Dawson Laura A, Normolle Daniel, Balter James M, McGinn Cornelius J, Lawrence Theodore S, Ten Haken Randall K
Department of Radiation Oncology, University of Michigan, Ann Arbor, MI 48109-0010, USA.
Int J Radiat Oncol Biol Phys. 2002 Jul 15;53(4):810-21. doi: 10.1016/s0360-3016(02)02846-8.
To describe the dose-volume tolerance for radiation-induced liver disease (RILD) using the Lyman-Kutcher-Burman (LKB) normal tissue complication probability (NTCP) model.
A total of 203 patients treated with conformal liver radiotherapy and concurrent hepatic arterial chemotherapy were prospectively followed for RILD. Normal liver dose-volume histograms and RILD status for these patients were used as input data for determination of LKB model parameters. A complication was defined as Radiation Therapy Oncology Group Grade 3 or higher RILD < o r =4 months after completion of radiotherapy. A maximal likelihood analysis yielded best estimates for the LKB NTCP model parameters for the liver for the entire patient population. A multivariate analysis of the potential factors associated with RILD was also completed, and refined LKB model parameters were obtained for patient subgroups with different risks of RILD.
Of 203 patients treated with focal liver irradiation, 19 developed RILD. The LKB NTCP model fit the complication data for the entire group. The "n" parameter was larger than previously described, suggesting a strong volume effect for RILD and a correlation of NTCP with the mean liver dose. No cases of RILD were observed when the mean liver dose was <31 Gy. Multivariate analysis demonstrated that in addition to NTCP and the mean liver dose, a primary hepatobiliary cancer diagnosis (vs. liver metastases), bromodeoxyuridine hepatic artery chemotherapy (vs. fluorodeoxyuridine chemotherapy), and male gender were associated with RILD. For 169 patients treated with fluorodeoxyuridine, the refined LKB model parameters were n = 0.97, m = 0.12, tolerance dose for 50% complication risk for whole organ irradiated uniformly [TD50(1)] = 45.8 Gy for patients with liver metastases, and TD50(1) = 39.8 Gy for patients with primary hepatobiliary cancer.

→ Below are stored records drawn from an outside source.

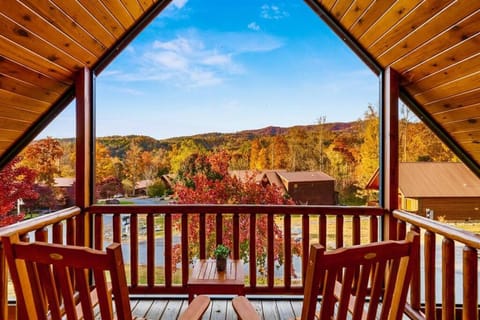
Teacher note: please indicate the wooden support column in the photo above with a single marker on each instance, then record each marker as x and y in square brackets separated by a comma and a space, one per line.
[389, 162]
[85, 137]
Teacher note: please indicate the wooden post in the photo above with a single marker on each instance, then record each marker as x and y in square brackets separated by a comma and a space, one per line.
[85, 150]
[389, 149]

These data demonstrate that the liver exhibits a large volume effect for RILD, suggesting that the mean liver dose may be useful in ranking radiation plans. The inclusion of clinical factors, especially the diagnosis of primary hepatobiliary cancer vs. liver metastases, improves the estimation of NTCP over that obtained solely by the use of dose-volume data. These findings should facilitate the application of focal liver irradiation in future clinical trials.
使用莱曼 - 库彻 - 伯曼(LKB)正常组织并发症概率(NTCP)模型描述放射性肝病(RILD)的剂量 - 体积耐受性。
前瞻性随访了203例接受适形肝脏放疗及同期肝动脉化疗的患者,观察RILD情况。将这些患者的正常肝脏剂量 - 体积直方图和RILD状态作为确定LKB模型参数的输入数据。并发症定义为放疗结束后≤4个月出现放射肿瘤学组3级或更高等级的RILD。通过最大似然分析得出了整个患者群体肝脏的LKB NTCP模型参数的最佳估计值。还完成了与RILD相关潜在因素的多变量分析,并为具有不同RILD风险的患者亚组获得了优化的LKB模型参数。
在203例接受局部肝脏照射的患者中,19例发生了RILD。LKB NTCP模型拟合了整个组的并发症数据。“n”参数大于先前描述的值,表明RILD存在强烈的体积效应,且NTCP与平均肝脏剂量相关。当平均肝脏剂量<31 Gy时,未观察到RILD病例。多变量分析表明,除了NTCP和平均肝脏剂量外,原发性肝胆癌诊断(相对于肝转移)、溴脱氧尿苷肝动脉化疗(相对于氟脱氧尿苷化疗)以及男性性别与RILD相关。对于169例接受氟脱氧尿苷治疗的患者,优化后的LKB模型参数为:n = 0.97,m = 0.12,均匀照射全肝时50%并发症风险的耐受剂量[TD50(1)],肝转移患者为45.8 Gy,原发性肝胆癌患者为39.8 Gy。
这些数据表明肝脏对RILD表现出较大的体积效应,提示平均肝脏剂量可能有助于对放疗计划进行排序。纳入临床因素,特别是原发性肝胆癌与肝转移的诊断,比仅使用剂量 - 体积数据能更好地估计NTCP。这些发现应有助于在未来的临床试验中应用局部肝脏照射。